La Cliqua
La Cliqua
Quand La Cliqua sort son premier album, quatre ans se sont écoulés depuis Conçu pour durer. Presque une éternité pour le rap français, qui fait qu’en 1999 le groupe qui incarnait le renouveau n’est plus qu’une équipe de qualité parmi d’autres. Gavé d’excellentes sorties, le public a un peu oublié Rocca et les siens qui, entretemps, ont perdu Egosyst et Kohndo. Placée dans une dynamique assez négative, La Cliqua compte sur ce premier long format pour renverser la vapeur. Hélas les ventes démarrent très mollement, le peu de cohésion qui existait entre les membres s’évapore et le groupe disparaît sans trompettes ni tambours dans les semaines qui suivent. Pourtant, cet album éponyme est loin d’être mauvais. D’une constance assez remarquable, il sort malheureusement alors que le soufflet est bien (trop) retombé. Sa ligne directrice apparaît également un peu trop éloignée de ce qui a fait le succès de La Cliqua : la virtuosité et la légèreté de Conçu pour durer sont en effet rangées au placard pour un rap plus dur, plus rectiligne, plus percutant. Une mutation qui en désarçonnera beaucoup, mais force est de constater que le groupe s’en sort plus que bien et qu’on ne s’ennuie pas : les morceaux remarquables s’enchaînent, dans un style maîtrisé et implacable, autant du côté des rappeurs que des producteurs. L’album s’achève avec « Un dernier jour sur terre », récit clinique de l’apocalypse décliné par Rocca et Daddy Lord C et peut-être le morceau le plus marquant de La Cliqua. Une belle manière de clore le parcours d’un groupe majeur de l’histoire du rap français, puisqu’il devait s’arrêter là.
Le Chimiste
(Producteur de La Cliqua, cofondateur d’Arsenal Records)

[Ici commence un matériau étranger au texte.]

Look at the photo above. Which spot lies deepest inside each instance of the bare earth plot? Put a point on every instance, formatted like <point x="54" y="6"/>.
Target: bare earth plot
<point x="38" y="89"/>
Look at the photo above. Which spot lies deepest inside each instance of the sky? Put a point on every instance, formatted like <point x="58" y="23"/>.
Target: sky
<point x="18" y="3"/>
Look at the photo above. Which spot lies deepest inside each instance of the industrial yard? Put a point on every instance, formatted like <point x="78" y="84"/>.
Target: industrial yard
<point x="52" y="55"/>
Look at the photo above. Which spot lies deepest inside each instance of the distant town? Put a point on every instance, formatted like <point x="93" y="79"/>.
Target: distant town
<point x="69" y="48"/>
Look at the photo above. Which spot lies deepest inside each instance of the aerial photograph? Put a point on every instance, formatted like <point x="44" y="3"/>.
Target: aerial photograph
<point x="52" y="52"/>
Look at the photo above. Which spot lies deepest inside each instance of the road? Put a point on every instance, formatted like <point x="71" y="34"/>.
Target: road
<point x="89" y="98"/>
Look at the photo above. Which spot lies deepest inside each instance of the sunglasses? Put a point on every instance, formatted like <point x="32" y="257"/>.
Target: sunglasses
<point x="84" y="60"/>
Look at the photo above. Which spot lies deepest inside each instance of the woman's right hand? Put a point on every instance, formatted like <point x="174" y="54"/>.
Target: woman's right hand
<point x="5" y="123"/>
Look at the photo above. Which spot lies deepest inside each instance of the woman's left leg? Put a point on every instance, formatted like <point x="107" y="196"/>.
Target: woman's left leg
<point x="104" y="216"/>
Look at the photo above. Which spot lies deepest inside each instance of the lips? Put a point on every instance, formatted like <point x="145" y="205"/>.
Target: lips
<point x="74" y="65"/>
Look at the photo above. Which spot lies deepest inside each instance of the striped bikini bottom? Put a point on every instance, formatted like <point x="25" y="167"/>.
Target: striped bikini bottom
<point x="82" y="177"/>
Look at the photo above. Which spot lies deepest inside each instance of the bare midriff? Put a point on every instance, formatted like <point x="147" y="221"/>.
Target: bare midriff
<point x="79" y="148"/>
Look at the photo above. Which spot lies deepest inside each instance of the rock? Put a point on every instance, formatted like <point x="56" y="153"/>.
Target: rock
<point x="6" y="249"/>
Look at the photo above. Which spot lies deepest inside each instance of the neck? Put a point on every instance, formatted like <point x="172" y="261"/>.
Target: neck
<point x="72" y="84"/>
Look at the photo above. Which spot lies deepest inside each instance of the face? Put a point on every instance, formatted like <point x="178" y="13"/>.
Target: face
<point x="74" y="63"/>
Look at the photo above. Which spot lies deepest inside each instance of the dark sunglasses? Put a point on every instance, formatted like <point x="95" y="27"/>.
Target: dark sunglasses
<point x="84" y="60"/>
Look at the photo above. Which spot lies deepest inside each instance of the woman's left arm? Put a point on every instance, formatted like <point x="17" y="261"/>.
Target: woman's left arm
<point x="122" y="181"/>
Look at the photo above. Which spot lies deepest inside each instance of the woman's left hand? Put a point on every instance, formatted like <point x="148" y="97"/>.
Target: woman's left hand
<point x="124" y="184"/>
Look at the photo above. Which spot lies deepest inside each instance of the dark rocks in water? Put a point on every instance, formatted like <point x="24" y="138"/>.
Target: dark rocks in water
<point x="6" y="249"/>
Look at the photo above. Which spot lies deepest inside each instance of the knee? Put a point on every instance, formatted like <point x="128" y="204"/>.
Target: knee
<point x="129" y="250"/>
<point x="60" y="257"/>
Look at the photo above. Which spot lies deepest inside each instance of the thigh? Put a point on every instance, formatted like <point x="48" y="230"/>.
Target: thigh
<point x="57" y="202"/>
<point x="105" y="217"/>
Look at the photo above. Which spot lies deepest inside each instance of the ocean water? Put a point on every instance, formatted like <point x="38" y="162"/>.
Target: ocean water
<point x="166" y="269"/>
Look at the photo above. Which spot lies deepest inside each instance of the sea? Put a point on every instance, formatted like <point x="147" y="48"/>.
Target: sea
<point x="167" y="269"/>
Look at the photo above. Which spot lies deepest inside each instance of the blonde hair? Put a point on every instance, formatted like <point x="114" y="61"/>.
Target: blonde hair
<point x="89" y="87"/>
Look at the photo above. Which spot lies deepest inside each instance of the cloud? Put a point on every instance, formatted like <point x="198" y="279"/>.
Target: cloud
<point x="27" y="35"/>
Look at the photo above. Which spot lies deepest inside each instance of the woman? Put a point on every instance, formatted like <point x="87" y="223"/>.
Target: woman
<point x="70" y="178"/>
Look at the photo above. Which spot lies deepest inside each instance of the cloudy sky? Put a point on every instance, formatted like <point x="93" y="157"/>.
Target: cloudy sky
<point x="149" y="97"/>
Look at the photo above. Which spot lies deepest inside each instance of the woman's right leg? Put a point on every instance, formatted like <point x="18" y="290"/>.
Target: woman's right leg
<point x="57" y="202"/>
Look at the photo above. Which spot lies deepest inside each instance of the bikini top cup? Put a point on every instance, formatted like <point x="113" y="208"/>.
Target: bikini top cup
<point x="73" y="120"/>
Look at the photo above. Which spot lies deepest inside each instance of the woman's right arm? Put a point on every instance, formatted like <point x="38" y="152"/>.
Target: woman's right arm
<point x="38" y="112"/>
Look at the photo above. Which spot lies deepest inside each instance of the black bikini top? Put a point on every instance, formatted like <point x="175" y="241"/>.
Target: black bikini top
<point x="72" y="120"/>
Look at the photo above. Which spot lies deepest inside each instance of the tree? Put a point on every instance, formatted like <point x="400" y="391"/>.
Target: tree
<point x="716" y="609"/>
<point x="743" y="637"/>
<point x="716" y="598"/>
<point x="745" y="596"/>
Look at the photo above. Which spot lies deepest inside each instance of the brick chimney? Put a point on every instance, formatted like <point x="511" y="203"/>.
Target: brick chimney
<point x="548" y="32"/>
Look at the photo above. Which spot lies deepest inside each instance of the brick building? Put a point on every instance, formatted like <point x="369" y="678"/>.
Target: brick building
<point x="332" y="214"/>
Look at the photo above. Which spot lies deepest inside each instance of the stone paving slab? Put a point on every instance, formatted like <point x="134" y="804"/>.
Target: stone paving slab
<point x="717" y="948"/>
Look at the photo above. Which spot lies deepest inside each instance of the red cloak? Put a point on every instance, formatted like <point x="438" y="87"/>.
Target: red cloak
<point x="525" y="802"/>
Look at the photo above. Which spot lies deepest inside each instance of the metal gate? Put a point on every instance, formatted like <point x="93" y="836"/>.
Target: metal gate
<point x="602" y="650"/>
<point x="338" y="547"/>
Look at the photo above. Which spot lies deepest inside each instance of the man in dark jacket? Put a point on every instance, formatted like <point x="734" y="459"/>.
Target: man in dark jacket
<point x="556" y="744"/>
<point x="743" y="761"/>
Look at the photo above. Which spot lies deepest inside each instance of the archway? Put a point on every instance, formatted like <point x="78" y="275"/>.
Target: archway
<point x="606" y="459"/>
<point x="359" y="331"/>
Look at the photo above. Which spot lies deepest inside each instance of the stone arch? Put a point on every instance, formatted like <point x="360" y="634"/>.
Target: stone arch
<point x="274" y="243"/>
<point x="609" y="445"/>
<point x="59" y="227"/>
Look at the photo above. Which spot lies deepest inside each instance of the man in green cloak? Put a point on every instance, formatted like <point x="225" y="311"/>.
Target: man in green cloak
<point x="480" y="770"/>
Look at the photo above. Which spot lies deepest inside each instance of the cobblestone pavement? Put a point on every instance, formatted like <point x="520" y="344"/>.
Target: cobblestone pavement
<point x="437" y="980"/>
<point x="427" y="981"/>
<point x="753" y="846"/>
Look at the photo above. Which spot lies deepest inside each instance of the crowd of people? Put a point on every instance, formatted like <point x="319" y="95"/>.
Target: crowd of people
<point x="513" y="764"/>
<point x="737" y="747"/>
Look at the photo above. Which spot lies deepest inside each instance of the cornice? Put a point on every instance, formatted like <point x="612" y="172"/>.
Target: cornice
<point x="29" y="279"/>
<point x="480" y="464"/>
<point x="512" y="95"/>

« Cet album c’était un peu la carte de la dernière chance, après les départs d’Egosyst et de Kohndo. Tout le monde avait besoin de thune et les gens attendaient depuis trop longtemps. On avait sorti une compilation, les solos, Ideal J, Hasheem mais pas d’album de La Cliqua. Et on avait commencé à signer des artistes en développement, notamment Mr JL et Nino. On avait un contrat de cinq ans avec Barclay, mais Barclay et Polygram ont été rachetés par Universal. Ils ont fait des audits dans toutes les sociétés affiliées pour vérifier la santé financière de chacune et conserver celles qui pouvaient les intéresser. Donc on a sorti l’album en espérant que ça fasse un carton pour qu’on nous garde en licence. Mais il n’a pas marché. On a eu 20 000 précommandes au lieu des 50 000 prévues. On a fait 30 000 au bout de trois mois alors qu’on avait espéré en faire 60 voire 100. Les ventes n’ont pas suivi, les artistes étaient déçus… et Universal a fermé les robinets, plus d’avances, plus d’argent. On est passés à la trappe. Trop de frais, pas assez de profits. Très vite, mon téléphone ne sonne plus autant qu’avant. Si j’avais eu le soutien de mes artistes, j’aurais été prêt à assumer le maintien en vie du label via d’autres réseaux de distribution. Mais l’éclatement de La Cliqua était en route depuis bien longtemps. Le groupe n’était même pas encore fondé qu’il s’effritait déjà. De par les personnalités, les mentalités et les âges différents. Au tout début, il y avait un très bon feeling entre nous, on a kiffé les uns sur les autres et on avait une super énergie. Et comme cette énergie était puissante, on s’est fait vite remarquer et on a eu des fans, du monde autour de nous. Le succès, l’argent, la jeunesse et l’inexpérience… A la sortie du dernier album, les artistes ne veulent plus faire la promo, plantent les interviews, manquent aux concerts. Les egos avaient pris des dimensions inattendues. L’argent qui aurait dû être un moteur pour la productivité du groupe était devenu un virus qui a rapidement entamé nos relations. » – Propos recueillis par l’Abcdr du Son en juin 2014.